I used to be OK with this tradeoff, but now I don't feel it's fair anymore. Google says I can export all my data from their coffers, but I'm sure this is a soft-lie. They won't release but a fraction of what they 'know' about you - and even then, it's really not that data I care about - it's the implications of the larger personal profile. Do American citizens have the right to verify data about them? (Hint: No.)

I made a comment earlier about social change - this is critical to understand. Google is one of the biggest power players in the world right now. That's right - the scrappy NorCal startup is now firmly an establishment player. Look at the executive teams - all Ivy-League thieves. So do you think these people are going to give us tools that uproot their dominance? FUCK! NO!

So we'll get a free word processor, but some gov't plebe will be monitoring what you write with it. Ditto for spreadsheets, social networks, etc. All of these things will be used against us - no doubt in my mind, but none of them will be allowed to be used to instigate any real upset of the US social order.

And that's really the Grand Bargain that Google struck, isn't it?

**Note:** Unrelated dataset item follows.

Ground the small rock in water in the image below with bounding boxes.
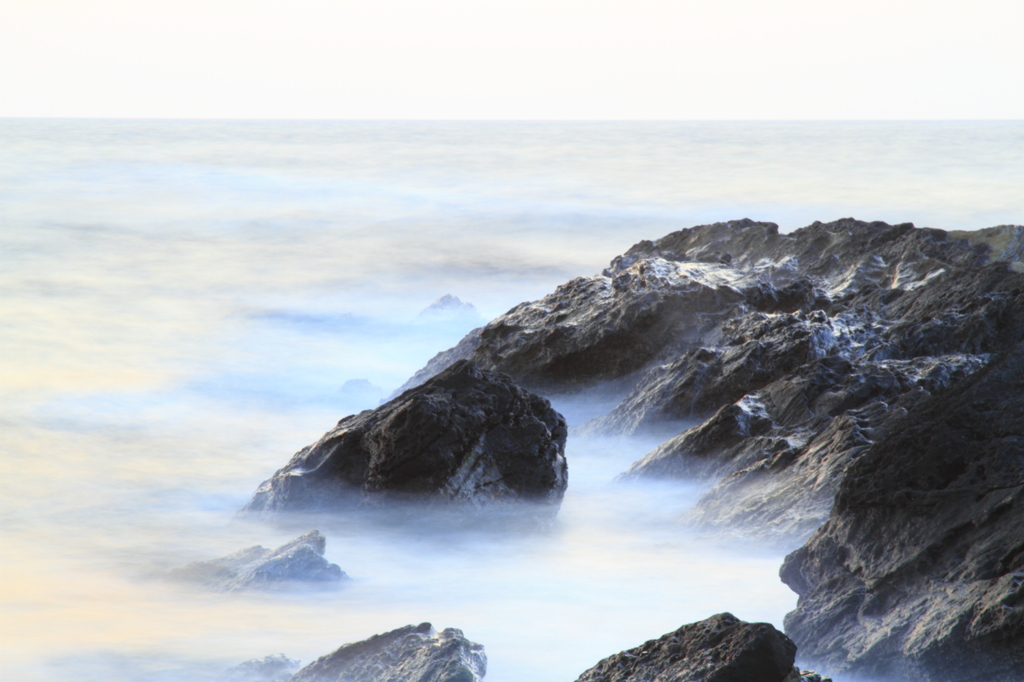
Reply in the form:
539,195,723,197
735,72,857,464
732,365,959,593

That they can wrestle whatever advantages from the system provided they leave the system perfectly intact?

I've relied on Google as an extended memory for too long. I'm paying the real price now.

Thursday, July 7, 2011

Google Plus

I got my invite the day they went live, but was too late in clicking it. So I got shuttered out for several days. Yesterday, my Plus went live, and I've had about 24 hours with it so far.

My initial impression is this is Google WAVE, simply renamed with a different GUI. WAVE was so far ahead of its time most people didn't understand what it was for, and they certainly didn't know how badly they wanted it. I'm pretty confident Plus will morph into the WAVE GUI (or at least provide it as an option.)

I'm also confused by it's layout and relationship to other Google stuff - do my Blogger posts automatically post in my stream? What about my Buzz? What's the difference? If someone comments on a post in the stream, does it show up in Buzz? What about all the smart, interesting random people I'm following on GReader? I don't really care about their personal lives - in fact, that gets in the way sometimes. I don't care about their photos, etc - I'm just interested in their GReader shares and comments.

Circles are confusing, too. Facebook does the same thing with lists, but the issue is the onus is on an individual user to maintain those circles. Are circles also opt in/out? Can I bridge circles on relevant topics, or do I have to xpost and then maintain multiple streams of comments, etc?

It's worth remembering that Plus, like a lot of Google products, is in beta, so it's probably a safe bet a lot of things will get worked out soon.

But I'm worried about Reader. Reader is, IMHO, the app with the most transformative potential. It has been my experience that Reader usage correlates (and may I say, predicts) with an overall ability to construct an lucid argument. Acquaintances that don't use or know of Reader are *weeks* behind news cycles, and consistently lack insight or the depth of available knowledge/opinion on most topics.

Which is precisely why it's not a very popular product. Eventually, another Reader user will creep into your shares and start schooling you. The majority of us do not react well to this, and even few actively seek out that kind of interaction. Additionally, RSS, the technology that Reader is dependent on, is facing its own hurdles as competing standards and frameworks emerge in the mobile world.

It seems Google is moving from being a knowledge-services (read: search) organization to an social/advertising org, and I hope I'm wrong about that. Google's brand was built on providing tools to make better assessments from even better data. Social networks don't do that - they're reinforcing by nature, so not very ideal for a rodeo of ideas.